Помните, друзья мои, эту теплую весну, когда мы пришли пожать ему руку в его маленький домик в Кламаре. Жак встретил нас своей милой улыбкой. И мы обедали под вечер в увитой диким виноградом беседке, а вдали на горизонте гудел сумеречный Париж.
Вы никогда по-настоящему не знали его жизни. Я вырос с ним вместе и могу вам рассказать, какое у него было сердце. Два года он жил в Кламаре с этой высокой блондинкой, которая так кротко умирала. Это необыкновенная и трогательная история.
Жак встретил Мадлену на празднике в Сен-Клу. Он полюбил ее, потому что она была больна и страдала. Он хотел дать этой несчастной девушке перед смертью два года счастья. И он уединился с ней в Кламаре, в глухом местечке, где розы растут буйно, как сорняки.
Вы знаете этот дом. Очень скромный, весь белый, затерянный в зеленой листве, словно птичье гнездо. С самого порога вас охватывала атмосфера тихой нежности. Жак мало-помалу проникся безмерной любовью к умирающей. С горечью и болью он видел, как ее подтачивает недуг, как с каждым днем она становится все бледнее и бледнее. Подобно тем церковным лампадам, которые заливают все вокруг ярким светом, перед тем как погаснуть, Мадлена улыбалась, озаряя сиянием своих голубых глаз весь маленький белый домик.

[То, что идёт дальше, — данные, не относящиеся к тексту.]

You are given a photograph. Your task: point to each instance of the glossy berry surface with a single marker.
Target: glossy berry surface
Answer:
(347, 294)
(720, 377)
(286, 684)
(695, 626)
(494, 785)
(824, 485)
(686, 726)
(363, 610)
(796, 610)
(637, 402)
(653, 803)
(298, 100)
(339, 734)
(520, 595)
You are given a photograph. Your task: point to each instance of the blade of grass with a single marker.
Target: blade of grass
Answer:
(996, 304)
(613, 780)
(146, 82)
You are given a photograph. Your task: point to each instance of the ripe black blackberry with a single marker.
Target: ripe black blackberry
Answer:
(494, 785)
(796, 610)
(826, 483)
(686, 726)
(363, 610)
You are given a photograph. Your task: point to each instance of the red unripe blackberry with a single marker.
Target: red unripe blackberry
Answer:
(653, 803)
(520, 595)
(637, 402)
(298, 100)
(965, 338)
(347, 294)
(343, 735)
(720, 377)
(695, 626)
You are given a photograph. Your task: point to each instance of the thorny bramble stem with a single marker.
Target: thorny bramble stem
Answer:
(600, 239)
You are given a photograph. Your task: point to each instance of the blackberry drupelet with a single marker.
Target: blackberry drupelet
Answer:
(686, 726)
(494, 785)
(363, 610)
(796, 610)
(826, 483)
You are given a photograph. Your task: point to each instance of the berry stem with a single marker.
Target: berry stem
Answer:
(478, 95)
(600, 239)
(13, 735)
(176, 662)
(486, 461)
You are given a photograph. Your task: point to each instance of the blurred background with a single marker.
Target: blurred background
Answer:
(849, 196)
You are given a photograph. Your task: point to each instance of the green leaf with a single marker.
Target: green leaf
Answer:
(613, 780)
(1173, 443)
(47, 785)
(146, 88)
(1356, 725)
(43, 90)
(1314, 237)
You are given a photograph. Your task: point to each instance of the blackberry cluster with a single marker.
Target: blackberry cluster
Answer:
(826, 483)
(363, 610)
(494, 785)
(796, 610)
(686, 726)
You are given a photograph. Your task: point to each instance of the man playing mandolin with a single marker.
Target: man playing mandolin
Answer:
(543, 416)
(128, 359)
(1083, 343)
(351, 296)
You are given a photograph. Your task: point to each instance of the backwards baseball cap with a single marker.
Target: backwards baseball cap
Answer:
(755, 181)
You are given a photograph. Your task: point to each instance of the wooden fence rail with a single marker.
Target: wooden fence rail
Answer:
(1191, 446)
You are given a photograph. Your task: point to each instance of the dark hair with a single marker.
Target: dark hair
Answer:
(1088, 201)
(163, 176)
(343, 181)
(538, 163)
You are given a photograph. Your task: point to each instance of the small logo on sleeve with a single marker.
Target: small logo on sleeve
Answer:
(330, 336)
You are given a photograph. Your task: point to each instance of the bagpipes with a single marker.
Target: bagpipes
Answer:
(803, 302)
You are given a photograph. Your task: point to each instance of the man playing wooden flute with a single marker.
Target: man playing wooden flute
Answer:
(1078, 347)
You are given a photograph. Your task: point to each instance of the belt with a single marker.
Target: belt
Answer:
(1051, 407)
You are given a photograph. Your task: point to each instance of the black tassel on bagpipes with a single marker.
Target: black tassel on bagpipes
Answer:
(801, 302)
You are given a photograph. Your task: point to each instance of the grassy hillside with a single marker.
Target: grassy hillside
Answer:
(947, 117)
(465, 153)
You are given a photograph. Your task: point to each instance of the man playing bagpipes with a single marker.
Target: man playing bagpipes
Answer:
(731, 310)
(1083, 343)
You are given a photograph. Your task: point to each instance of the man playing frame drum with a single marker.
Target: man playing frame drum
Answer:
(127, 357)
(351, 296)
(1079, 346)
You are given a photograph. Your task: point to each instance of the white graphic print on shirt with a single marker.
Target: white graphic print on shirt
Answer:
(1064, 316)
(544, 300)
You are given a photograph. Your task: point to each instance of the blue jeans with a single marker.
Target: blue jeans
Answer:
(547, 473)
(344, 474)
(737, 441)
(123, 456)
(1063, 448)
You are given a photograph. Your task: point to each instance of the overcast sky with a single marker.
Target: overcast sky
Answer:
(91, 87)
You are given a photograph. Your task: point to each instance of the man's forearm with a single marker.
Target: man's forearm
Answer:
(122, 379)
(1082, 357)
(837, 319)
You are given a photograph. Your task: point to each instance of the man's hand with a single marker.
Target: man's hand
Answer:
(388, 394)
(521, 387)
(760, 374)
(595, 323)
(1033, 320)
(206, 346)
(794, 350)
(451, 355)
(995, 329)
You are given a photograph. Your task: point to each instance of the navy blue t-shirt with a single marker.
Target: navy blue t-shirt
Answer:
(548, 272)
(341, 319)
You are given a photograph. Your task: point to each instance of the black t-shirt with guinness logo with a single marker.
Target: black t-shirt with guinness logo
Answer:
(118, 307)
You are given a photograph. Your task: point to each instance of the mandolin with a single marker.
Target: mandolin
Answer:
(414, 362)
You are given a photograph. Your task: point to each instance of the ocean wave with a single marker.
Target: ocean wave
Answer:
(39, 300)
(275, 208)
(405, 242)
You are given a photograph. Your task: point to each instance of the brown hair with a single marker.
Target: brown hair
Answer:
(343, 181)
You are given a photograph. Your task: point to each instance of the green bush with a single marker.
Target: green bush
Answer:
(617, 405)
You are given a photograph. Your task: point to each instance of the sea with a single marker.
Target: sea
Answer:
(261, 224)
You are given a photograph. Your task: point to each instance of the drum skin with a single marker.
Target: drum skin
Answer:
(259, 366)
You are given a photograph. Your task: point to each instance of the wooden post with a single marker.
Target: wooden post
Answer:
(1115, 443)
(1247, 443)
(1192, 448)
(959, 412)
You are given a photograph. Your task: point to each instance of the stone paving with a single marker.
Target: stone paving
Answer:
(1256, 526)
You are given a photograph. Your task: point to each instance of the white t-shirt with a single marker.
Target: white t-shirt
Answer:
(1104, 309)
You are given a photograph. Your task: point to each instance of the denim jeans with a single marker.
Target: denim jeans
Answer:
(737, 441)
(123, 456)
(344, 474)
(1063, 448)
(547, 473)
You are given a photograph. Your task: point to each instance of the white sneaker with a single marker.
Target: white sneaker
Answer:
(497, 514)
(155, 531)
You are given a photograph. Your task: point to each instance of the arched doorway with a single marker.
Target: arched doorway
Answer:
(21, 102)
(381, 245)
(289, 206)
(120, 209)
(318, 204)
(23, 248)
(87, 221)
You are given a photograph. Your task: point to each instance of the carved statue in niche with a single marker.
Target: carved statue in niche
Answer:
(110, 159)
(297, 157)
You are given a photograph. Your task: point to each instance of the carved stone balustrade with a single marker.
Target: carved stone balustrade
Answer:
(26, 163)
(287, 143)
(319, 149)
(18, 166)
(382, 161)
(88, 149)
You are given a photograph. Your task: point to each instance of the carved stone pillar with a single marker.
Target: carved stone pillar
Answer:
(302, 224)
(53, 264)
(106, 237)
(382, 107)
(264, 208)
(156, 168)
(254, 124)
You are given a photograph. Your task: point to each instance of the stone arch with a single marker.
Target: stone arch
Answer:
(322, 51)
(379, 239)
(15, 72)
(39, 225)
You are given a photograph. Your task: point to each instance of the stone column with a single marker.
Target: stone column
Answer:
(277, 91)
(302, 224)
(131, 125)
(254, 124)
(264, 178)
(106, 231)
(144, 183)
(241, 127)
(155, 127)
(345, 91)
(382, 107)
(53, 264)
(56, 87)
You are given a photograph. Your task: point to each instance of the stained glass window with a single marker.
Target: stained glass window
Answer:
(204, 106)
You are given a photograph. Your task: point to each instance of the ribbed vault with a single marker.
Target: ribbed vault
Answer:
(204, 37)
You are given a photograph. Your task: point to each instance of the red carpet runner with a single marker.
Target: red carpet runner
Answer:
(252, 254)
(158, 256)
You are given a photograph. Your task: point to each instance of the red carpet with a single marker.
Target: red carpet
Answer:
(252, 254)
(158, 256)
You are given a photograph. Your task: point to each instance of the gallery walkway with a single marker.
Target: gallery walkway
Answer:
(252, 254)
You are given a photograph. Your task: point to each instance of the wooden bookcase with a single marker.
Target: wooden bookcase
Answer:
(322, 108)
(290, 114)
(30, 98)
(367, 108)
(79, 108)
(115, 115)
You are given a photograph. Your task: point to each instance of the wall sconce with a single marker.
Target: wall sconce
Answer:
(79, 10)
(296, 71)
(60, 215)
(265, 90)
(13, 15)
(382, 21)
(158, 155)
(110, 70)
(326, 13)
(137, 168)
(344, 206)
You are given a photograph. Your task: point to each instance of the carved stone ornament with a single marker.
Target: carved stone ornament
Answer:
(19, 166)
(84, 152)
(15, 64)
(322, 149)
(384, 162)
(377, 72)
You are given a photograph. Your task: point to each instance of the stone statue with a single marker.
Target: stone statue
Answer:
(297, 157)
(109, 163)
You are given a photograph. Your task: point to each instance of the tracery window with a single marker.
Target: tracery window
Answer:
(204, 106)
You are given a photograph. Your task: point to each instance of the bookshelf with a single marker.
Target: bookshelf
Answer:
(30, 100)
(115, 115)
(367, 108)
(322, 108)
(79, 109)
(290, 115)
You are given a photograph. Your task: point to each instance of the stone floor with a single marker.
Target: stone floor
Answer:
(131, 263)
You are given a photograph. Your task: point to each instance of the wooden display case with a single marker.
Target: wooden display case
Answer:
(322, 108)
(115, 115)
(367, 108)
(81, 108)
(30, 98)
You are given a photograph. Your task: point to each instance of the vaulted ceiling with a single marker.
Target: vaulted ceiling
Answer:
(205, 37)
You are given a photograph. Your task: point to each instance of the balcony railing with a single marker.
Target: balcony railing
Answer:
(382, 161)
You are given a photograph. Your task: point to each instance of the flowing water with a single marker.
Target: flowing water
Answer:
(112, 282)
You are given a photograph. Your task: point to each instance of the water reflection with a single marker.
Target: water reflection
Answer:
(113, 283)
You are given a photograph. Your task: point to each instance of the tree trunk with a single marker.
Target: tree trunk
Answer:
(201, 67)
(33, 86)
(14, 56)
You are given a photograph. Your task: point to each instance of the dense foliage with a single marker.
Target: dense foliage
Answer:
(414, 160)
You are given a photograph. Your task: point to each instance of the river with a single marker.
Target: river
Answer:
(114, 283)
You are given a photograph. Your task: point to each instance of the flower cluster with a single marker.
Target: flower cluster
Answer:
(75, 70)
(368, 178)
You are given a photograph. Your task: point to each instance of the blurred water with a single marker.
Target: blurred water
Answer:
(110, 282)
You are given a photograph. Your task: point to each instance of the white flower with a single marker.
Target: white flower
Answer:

Два лета девушка почти не покидала этого клочка земли. Крохотный садик наполнился обаянием всего ее существа, ее светлых платьев, ее легких шагов. Это она посадила там большие желтофиоли, из которых нарывала нам букеты. А герани, рододендроны, гелиотропы — все цветы жили только благодаря ей и для нее. Она была душою этого уголка природы.
А потом, осенью, помните, как Жак пришел к нам и сказал своим протяжным голосом: «Она умерла». Она умерла в беседке так, как засыпает ребенок, в ту пору дня, когда свет бледнеет и солнце садится. Она умерла, окруженная зеленью, в той далекой глуши, где два года ее, умирающую, баюкала любовь.
Я больше не видел Жака. Я знал, что он живет все там же, в Кламаре, в этой беседке, в память о Мадлене. С самого начала осады я был до того измучен, что даже не думал о нем, когда 13-го утром, узнав, что бои идут в направлении Медона и Севра, я вдруг вспомнил маленький белый домик в зеленой листве. И я представлял себе Мадлену, Жака, всех нас за чаем в саду, в тихий летний вечер, а вдали, на горизонте, глухо рокочущий Париж.
И вот я вышел из города через ворота Ванв и пошел вперед. Дорога была запружена ранеными. Так я добрался до Мулино, где узнал о нашей победе. Но когда я обогнул лес и очутился на возвышенности, сердце мне защемило от страха.
Прямо передо мной среди истоптанной, развороченной земли на месте белого домика разверзлась черная яма, вырытая картечью и пожаром. Я спустился вниз, на глазах у меня были слезы.
Ах, друзья мои, как все это страшно! Послушайте, ядра смели до основания изгородь из кустов боярышника. Большие желтофиоли, герань, рододендроны влачились по земле, изрубленные, примятые, такие несчастные, что мне стало жалко их, словно передо мною были окровавленные тела людей, которых я хорошо знал.
Одна стена дома обвалилась. И в глубине, словно живая рана, зияла обитая розовым ситцем скромная комната Мадлены, с ее стыдливо задернутыми занавесками, которые были видны с дороги.